Алексей, конечно, не подошел к Шуре. Он довольно долгое время толкался среди танцующих, заглянул через плечо Васи Смолкина на шахматную доску, обругал его за то, что не за понюх табаку отдал противнику ладью, и только после этого, как бы между прочим, прошел в угол, где сидела Шура, и опустился на скамейку рядом.
Разговор не клеился.
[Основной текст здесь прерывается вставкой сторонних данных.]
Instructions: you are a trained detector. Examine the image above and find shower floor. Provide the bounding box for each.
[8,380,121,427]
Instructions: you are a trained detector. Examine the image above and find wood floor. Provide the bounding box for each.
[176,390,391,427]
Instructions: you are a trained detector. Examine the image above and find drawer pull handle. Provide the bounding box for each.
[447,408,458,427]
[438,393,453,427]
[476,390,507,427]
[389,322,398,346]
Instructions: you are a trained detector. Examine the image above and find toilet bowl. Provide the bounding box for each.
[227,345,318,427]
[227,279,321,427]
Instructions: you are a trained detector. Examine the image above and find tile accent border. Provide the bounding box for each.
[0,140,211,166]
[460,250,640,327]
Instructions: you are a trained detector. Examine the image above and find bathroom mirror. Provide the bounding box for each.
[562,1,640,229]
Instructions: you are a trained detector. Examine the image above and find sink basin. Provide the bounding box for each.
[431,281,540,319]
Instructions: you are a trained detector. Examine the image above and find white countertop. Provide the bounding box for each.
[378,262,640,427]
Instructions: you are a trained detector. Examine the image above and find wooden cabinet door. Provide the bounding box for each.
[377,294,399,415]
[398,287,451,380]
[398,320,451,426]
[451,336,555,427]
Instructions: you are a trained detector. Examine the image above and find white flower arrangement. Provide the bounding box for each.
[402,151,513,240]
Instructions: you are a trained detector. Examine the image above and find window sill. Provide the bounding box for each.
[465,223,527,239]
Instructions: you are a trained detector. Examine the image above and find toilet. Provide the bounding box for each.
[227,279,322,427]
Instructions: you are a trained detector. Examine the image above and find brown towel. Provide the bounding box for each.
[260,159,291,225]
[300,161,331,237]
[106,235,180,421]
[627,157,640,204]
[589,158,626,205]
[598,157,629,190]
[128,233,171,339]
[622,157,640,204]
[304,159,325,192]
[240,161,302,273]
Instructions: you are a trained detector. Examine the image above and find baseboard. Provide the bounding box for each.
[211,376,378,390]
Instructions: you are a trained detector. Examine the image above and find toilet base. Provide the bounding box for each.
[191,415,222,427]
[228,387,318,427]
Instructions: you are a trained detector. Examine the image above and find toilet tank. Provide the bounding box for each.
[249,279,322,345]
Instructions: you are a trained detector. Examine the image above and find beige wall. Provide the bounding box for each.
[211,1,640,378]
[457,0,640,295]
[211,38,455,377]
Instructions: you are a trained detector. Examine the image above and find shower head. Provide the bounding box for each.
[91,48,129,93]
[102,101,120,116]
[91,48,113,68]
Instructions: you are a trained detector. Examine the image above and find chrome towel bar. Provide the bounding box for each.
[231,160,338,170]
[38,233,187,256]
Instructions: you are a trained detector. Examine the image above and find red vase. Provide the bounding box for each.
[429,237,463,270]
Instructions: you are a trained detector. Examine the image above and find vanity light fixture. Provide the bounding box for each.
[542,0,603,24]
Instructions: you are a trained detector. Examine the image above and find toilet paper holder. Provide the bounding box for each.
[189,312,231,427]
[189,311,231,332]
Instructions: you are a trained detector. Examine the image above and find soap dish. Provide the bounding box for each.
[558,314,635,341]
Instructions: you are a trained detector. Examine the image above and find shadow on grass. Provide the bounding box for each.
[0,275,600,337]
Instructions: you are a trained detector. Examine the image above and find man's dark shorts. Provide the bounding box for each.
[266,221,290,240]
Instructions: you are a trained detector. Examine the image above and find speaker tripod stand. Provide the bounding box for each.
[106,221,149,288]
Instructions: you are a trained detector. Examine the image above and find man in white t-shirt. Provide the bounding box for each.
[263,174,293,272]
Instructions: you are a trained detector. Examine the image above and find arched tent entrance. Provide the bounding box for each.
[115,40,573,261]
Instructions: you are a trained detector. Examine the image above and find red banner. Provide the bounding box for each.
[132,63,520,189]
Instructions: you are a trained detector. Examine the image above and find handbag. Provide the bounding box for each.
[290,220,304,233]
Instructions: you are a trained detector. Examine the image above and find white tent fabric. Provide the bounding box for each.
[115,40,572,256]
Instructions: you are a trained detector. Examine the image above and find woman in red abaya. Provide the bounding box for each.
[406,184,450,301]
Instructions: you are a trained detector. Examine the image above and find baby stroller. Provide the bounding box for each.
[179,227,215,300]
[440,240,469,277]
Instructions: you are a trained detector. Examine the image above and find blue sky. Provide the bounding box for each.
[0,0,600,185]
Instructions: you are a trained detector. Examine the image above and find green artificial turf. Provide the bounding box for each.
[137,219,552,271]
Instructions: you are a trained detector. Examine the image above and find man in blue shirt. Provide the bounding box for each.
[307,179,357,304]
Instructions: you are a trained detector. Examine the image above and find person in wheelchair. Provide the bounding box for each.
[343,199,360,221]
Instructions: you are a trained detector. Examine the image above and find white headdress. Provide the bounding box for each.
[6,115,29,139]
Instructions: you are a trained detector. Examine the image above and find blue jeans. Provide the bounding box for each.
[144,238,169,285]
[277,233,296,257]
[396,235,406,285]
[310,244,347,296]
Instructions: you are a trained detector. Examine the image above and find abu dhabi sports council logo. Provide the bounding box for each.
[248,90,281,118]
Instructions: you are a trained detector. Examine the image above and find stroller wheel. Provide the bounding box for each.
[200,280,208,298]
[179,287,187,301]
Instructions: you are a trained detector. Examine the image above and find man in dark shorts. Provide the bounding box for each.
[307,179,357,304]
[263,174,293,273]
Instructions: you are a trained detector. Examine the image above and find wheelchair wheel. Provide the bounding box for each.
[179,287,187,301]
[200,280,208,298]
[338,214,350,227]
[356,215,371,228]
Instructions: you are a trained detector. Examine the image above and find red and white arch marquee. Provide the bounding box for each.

Шура сидела как-то несмело, бочком к Алексею и точно собиралась вот-вот встать и уйти.
Алексей тоже чувствовал себя связанно, ему казалось, что все смотрят сюда, в этот угол.
— Жарко здесь, — сказала Шура.
Как бы в знак полной солидарности с ней Алексей вынул густо наодеколоненный платок и отерся.
— Я тоже думаю, Лучше выйти на воздух, — сказал он при этом, он сказал так неопределенно, что сразу нельзя было понять, приглашает ли он вместе с собой Шуру или собирается выйти один.
Алексей был уверен, что Шура поймет его как надо. Он не подумал только, что если прямо пригласить с собой девушку казалось вроде бы не совсем удобным, то во сто раз неудобнее было без такого приглашения уходить Шуре.